Но Быков мало того что сам яркий писатель, он еще и профессионально судящий о литературе критик, и критическая добросовестность не дает ему возможности пройти мимо слишком очевидных качеств сборника. То он отметит, что перед нами “собранье пестрых глав, каждая из которых даже в отдельности не выглядит законченным текстом”, принимаясь выискивать в них скрытый сюжет, то заметит, что “способность выстроить крепкий сюжет или поставить великий вопрос” — это не обязательно признак большого писателя. Что ж получается в остатке? Что признак большого писателя — его энергетика, чрезмерность, жизнелюбие и жизнестойкость?

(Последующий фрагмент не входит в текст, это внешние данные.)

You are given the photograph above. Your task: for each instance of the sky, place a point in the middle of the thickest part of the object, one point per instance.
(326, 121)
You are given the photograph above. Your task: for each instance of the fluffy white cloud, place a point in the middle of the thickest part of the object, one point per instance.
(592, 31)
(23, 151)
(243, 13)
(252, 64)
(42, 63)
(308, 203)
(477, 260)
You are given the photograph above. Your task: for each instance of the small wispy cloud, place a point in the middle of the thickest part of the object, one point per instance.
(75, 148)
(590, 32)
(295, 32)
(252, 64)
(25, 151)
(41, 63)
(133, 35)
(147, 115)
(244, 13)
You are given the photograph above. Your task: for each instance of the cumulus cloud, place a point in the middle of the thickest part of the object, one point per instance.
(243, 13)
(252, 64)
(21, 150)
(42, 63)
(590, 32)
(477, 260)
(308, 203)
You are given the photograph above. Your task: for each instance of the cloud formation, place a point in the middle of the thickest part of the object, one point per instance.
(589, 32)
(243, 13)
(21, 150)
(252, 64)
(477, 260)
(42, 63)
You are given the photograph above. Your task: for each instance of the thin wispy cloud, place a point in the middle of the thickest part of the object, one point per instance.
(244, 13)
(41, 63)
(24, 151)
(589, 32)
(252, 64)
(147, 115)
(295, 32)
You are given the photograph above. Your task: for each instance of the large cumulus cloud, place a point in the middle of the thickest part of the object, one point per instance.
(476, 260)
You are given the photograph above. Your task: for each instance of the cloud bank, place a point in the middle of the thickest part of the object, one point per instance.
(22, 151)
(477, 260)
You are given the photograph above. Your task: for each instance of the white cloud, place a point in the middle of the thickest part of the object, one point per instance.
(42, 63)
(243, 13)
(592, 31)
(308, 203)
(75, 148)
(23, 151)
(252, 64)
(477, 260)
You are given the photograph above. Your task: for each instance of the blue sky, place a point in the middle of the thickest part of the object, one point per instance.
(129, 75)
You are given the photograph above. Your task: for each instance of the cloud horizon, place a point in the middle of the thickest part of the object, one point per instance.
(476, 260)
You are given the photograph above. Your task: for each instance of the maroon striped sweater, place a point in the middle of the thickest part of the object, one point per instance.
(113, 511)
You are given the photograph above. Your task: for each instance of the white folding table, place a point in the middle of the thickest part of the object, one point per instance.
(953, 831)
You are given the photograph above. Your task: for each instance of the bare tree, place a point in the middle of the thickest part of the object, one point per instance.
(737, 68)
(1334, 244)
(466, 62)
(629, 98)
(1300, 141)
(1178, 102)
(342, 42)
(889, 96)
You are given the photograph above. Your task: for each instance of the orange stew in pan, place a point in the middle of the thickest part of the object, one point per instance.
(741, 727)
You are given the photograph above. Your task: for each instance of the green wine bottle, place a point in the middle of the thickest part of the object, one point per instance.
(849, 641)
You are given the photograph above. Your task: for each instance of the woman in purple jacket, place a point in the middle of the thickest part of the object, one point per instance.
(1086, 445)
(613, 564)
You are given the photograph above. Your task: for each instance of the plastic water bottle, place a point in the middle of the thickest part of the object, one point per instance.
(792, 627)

Все эти качества Прилепин демонстрирует в изобилии.

Да, сегодня, в эпоху депрессивной литературы, эта бьющая через край радость жизни, это ощущение полноты бытия подкупают.

“Теплый, безумный, живой, вижу сплошное счастье”, как сказано в одном из стихотворений. Хотя ощущение “сплошного счастья” способно принимать парадоксальные формы. “Нежность к миру переполняла меня настолько, что я решил устроиться в Иностранный легион, наемником. <...> Я хорошо стрелял и допускал возможность стрельбы куда угодно, тем более в другой стране”. А вот другая фраза: “„Ногой ударю… Сейчас я ударю его по голени, в кость”, — решил я, улыбаясь счастливо”.

Каким-то образом “нежность к миру” и ощущение “сплошного счастья” сочетаются у героя Прилепина с брутальной потребностью самоутверждаться путем стрельбы куда угодно и готовностью ударить неугодного ногой. Что ж, культ счастья, здоровья, силы не так уж редко соседствует с идеей такой переделки мира, чтобы в нем туго пришлось всем, кто не отвечает этим меркам. Пути к счастливому сверхчеловеку предлагались разные. Я же слишком хорошо помню литературного героя эпохи государственного оптимизма, испытывающего нежность к миру пополам с классовой ненавистью, чтобы безоглядно очаровываться этими парадоксальными сочетаниями.